Kaplan Business School
- Company type: Private
- Industry: Education, Business
- Headquarters: Sydney, Australia
- Area served: Australia
- Key people: Robert Regan (Managing Director) Steve Knussen (Executive Director) Dr James Adonopoulos (Academic Dean)
- Parent: Kaplan, Inc.
- Website: https://www.kbs.edu.au

= Kaplan Business School =

Australian independent higher education institution

Kaplan Business School is a higher education institution in Australia. The school began offering degrees in 2008, in Adelaide, before expanding to other major cities across Australia.

It is part of Kaplan International, headquartered in London, which is a division of Kaplan Inc., a wholly owned subsidiary of Graham Holdings Company.

== History ==
Kaplan Business School, as of 2020, has been re-registered by the Australian Government (Tertiary Education Quality and Standards Agency, or TEQSA) for seven years with no conditions. Its postgraduate courses were re-accredited in 2019, also for seven years (the maximum permitted under TEQSA regulations).

Kaplan Business School operates from seven campuses in Adelaide, Brisbane, Melbourne, Perth and Sydney. It offers postgraduate programs in business, accounting, and business analytics, as well as undergraduate courses in business-related academic disciplines including accounting, management, marketing, and hospitality and tourism management.

In 2020, Kaplan Business School expanded into a fifth state, Western Australia.

== Accolades ==
Kaplan Business School has received recognition for its student support and welfare services, winning the Student Support category of the 2021 PIEonner Awards for its COVID-19 Student Welfare Plan, being a finalist in the Student Support category of the 2019 Awards. In addition, it was recognized by the NSW Government, through being a finalist in its NSW International Student Awards in 2020 and 2021, and was shortlisted in the 2020 Australian Financial Review Higher Education Awards.

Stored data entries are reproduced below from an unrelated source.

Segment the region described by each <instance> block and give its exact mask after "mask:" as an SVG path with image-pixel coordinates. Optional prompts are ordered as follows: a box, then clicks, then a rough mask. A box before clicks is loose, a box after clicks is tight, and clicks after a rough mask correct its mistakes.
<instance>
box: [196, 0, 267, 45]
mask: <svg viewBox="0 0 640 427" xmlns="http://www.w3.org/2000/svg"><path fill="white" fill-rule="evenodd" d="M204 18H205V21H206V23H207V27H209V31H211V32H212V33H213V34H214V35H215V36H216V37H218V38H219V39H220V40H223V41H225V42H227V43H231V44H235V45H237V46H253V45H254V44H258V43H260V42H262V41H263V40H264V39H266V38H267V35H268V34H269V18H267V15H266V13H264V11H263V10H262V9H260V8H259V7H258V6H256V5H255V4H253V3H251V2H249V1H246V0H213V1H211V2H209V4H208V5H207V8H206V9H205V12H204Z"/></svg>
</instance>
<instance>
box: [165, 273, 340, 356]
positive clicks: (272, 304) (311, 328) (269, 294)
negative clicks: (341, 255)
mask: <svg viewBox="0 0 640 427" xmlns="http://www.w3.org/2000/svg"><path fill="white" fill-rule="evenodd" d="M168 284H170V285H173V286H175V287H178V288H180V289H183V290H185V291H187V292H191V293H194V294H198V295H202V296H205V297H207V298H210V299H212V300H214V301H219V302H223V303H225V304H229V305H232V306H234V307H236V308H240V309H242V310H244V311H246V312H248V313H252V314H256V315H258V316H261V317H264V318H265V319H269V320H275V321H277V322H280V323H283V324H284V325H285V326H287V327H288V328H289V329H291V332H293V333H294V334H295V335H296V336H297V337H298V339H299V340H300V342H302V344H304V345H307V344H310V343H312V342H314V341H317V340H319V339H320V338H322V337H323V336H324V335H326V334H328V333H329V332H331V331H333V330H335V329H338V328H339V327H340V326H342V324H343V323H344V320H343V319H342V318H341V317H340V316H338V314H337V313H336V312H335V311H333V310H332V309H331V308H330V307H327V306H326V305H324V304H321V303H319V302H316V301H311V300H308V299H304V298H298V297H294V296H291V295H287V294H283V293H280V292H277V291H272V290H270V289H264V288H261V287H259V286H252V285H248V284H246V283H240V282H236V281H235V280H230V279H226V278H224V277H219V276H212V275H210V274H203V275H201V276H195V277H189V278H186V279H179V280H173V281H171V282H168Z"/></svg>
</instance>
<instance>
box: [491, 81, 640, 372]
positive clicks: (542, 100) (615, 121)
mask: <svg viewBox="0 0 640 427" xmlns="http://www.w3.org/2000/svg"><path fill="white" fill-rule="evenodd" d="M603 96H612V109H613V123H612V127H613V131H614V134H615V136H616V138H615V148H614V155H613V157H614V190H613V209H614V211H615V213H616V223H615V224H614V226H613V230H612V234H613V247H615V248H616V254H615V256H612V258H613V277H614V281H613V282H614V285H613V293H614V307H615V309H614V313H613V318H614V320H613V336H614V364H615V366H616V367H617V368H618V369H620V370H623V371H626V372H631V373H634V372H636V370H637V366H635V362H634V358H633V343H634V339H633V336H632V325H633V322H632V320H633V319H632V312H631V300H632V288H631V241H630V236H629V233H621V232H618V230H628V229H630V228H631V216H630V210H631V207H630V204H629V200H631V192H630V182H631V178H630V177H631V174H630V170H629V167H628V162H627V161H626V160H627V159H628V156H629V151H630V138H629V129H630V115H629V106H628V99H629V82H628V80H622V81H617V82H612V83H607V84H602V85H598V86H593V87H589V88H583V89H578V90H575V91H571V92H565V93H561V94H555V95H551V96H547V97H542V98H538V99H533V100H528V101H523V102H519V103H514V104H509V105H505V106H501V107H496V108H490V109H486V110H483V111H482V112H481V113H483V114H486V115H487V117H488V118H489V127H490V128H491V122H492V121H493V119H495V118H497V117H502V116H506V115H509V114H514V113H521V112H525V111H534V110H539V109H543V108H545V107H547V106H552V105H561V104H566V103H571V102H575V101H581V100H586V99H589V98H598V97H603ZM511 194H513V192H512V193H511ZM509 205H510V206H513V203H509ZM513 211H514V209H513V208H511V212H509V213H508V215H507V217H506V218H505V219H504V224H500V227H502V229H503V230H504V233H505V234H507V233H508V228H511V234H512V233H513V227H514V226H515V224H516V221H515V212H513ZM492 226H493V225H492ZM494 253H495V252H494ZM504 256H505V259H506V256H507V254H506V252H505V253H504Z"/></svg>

Student satisfaction is above the national sector average, particularly in the areas of teaching quality and student support services, according to the Department of Education's Quality Indicators for Learning and Teaching (QILT) Student Experience Survey. Recent graduate satisfaction is also above the national average, and the QILT Graduate Outcomes Survey reported that graduates from Kaplan Business School postgraduate programs had higher graduate employment rates and median salaries than the higher education sector average.